More Blueberry Recipes
More Sugar Free Dessert Recipes
Healthy Lemon Blueberry Bread
- 4 tablespoons unsalted butter softened at room temperature
- 3/4 cups zero calorie sweetener
- 4 oz cream cheese softened at room temperature
- 4 eggs room temperature
- 1/4 cup sour cream or plain non-fat Greek yogurt
- 1 teaspoon vanilla extract
- 3 tablespoons fresh lemon juice
- 2 tablespoons grated lemon zest This amount of zest provides bold lemon flavor. If you prefer a slight lemon taste, use 1 tablespoon.
- 2 cups blanched almond flour
- 1 1/2 teaspoons baking powder
- 1/2 teaspoon salt
- 1 cup fresh blueberries See notes for frozen.
- Preheat oven to 350 degrees.
- Line a loaf pan with parchment paper or grease the pan.
- Add the eggs, sour cream, vanilla extract, lemon zest, fresh lemon juice. Mix.
- Add the dry ingredients (almond flour, salt, baking powder) to a separate bowl and stir.
- Add the dry ingredients to the wet ingredients. Mix.

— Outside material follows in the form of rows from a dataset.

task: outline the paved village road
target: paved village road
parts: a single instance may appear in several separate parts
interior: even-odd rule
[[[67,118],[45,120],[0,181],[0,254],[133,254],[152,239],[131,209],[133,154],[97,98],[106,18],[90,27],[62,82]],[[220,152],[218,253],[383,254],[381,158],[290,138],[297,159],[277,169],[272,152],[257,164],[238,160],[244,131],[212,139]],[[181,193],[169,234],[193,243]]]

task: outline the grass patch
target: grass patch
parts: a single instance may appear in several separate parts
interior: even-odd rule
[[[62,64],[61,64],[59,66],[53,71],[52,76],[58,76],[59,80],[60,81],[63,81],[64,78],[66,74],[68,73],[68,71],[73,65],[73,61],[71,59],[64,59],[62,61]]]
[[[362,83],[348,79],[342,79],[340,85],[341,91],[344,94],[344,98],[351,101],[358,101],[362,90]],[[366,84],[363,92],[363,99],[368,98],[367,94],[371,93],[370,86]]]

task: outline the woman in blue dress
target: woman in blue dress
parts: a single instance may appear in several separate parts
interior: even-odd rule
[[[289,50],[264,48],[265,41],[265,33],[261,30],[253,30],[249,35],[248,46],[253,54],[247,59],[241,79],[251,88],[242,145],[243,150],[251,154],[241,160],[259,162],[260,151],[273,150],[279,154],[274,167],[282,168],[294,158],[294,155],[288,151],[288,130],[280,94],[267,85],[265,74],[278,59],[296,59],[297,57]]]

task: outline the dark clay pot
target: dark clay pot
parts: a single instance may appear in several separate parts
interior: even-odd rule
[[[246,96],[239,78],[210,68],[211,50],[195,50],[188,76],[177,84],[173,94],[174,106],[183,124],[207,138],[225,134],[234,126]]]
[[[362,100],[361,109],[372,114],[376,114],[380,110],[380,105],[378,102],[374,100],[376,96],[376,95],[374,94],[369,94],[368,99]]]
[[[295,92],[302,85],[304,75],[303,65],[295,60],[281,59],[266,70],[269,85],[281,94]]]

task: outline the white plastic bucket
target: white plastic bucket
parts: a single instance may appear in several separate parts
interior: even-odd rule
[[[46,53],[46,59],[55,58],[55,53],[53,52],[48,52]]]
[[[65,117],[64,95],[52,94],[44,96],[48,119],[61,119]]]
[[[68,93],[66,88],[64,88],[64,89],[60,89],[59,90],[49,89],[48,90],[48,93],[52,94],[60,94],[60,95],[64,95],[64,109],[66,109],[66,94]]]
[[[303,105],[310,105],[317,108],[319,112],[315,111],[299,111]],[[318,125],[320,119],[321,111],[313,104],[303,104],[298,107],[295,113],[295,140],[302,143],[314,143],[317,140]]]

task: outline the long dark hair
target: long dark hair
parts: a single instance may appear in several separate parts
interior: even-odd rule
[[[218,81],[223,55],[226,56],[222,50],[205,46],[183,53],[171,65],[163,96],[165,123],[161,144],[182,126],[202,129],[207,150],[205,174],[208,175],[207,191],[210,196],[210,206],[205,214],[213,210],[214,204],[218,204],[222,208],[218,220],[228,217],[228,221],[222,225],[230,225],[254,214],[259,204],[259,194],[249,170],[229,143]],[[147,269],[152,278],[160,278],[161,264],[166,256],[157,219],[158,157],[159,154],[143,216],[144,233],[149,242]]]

- Fold in the blueberries.
- Pour the mix into the loaf pan.
- Bake for 40 minutes. After 40 minutes, the top of the bread will start to brown quickly. Cover the pan with foil, loosely. Bake for an additional 10-15 minutes. Test by using a toothpick, if it returns clean the bread has finished baking.
- Cool for 15 minutes before removing it from the pan.
- You can substitute frozen blueberries. Do not defrost.
- You can substitute coconut oil for butter. It will impact the taste.
- If you use stevia, you can follow your standard conversion calculation for how you would convert table sugar.
- Use gluten-free baking powder to keep it gluten-free.
- Feel free to make these into muffins.